“Never make predictions, especially about the future,” New York Yankees manager Casey Stengel famously said. In the sport of politics we are in peak prediction mode this week – and Saturday night will reveal what surprises are in store. I’ve been part of many elections where the polls have got it spectacularly wrong – most shockingly in Labor’s 2019 loss and most painfully in Donald Trump’s 2016 win.
Both were a result of the fact that while we obsess about the number of people who report a certain opinion at a given moment in time, we pay much less attention to the strength of that opinion. Large and unpredicted swings between polls and actual results are usually a reflection of the “softness” of the opinions held by those being polled – the likeliness they will change their mind. Too often we report public opinion as if it is chiselled in stone.

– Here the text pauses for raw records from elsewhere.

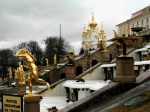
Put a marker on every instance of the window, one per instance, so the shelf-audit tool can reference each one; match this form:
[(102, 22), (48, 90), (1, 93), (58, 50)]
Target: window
[(137, 24)]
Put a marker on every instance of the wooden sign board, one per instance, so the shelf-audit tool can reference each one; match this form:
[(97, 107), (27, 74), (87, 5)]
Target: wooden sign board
[(12, 103)]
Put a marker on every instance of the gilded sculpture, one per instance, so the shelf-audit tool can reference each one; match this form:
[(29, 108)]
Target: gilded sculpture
[(10, 72), (55, 60), (46, 62), (30, 61), (21, 73), (97, 39), (104, 40)]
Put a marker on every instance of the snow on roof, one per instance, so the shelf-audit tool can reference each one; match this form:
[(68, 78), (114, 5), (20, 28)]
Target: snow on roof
[(142, 62), (90, 84), (142, 49), (108, 65)]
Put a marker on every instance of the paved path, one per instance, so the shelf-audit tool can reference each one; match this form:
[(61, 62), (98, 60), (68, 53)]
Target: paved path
[(121, 98)]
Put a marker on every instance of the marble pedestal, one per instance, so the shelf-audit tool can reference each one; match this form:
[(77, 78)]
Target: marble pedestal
[(125, 70), (21, 88), (32, 103)]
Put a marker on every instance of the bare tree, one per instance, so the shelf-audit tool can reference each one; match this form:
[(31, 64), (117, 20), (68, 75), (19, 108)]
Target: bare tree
[(7, 59)]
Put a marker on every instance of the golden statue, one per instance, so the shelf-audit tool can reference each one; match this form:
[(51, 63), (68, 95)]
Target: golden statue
[(46, 62), (104, 40), (10, 72), (97, 39), (21, 74), (30, 61), (16, 73), (115, 33), (55, 60), (73, 51)]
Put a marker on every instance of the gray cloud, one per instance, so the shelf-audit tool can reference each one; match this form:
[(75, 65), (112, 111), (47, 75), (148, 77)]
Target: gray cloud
[(35, 20)]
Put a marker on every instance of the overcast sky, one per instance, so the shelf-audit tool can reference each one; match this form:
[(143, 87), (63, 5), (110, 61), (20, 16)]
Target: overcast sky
[(25, 20)]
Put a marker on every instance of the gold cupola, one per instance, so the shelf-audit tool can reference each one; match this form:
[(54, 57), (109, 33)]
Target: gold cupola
[(84, 31), (101, 30), (93, 23)]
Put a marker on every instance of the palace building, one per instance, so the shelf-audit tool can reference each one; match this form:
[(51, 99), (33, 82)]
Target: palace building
[(140, 19)]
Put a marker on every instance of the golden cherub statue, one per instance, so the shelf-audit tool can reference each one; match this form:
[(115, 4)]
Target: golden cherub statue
[(46, 62), (30, 61), (21, 74), (55, 60), (97, 39), (104, 41)]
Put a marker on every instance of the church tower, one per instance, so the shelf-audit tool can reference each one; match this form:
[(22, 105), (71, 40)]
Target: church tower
[(91, 36)]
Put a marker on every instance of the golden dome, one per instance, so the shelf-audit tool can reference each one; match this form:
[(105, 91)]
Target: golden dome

We experienced this collectively as a nation in 2023. The prime minister, encouraged by polls that showed up to 75 per cent support for an Indigenous Voice to parliament, ploughed ahead with a referendum to enshrine it even after Peter Dutton’s denial of bipartisanship. As we found out, in the face of a barrage of unprecedented disinformation and a sophisticated MAGA-inspired outrage machine, that support turned out to be very soft.
Over the course of the campaign it evaporated – on polling day the Yes vote garnered less than 40 per cent.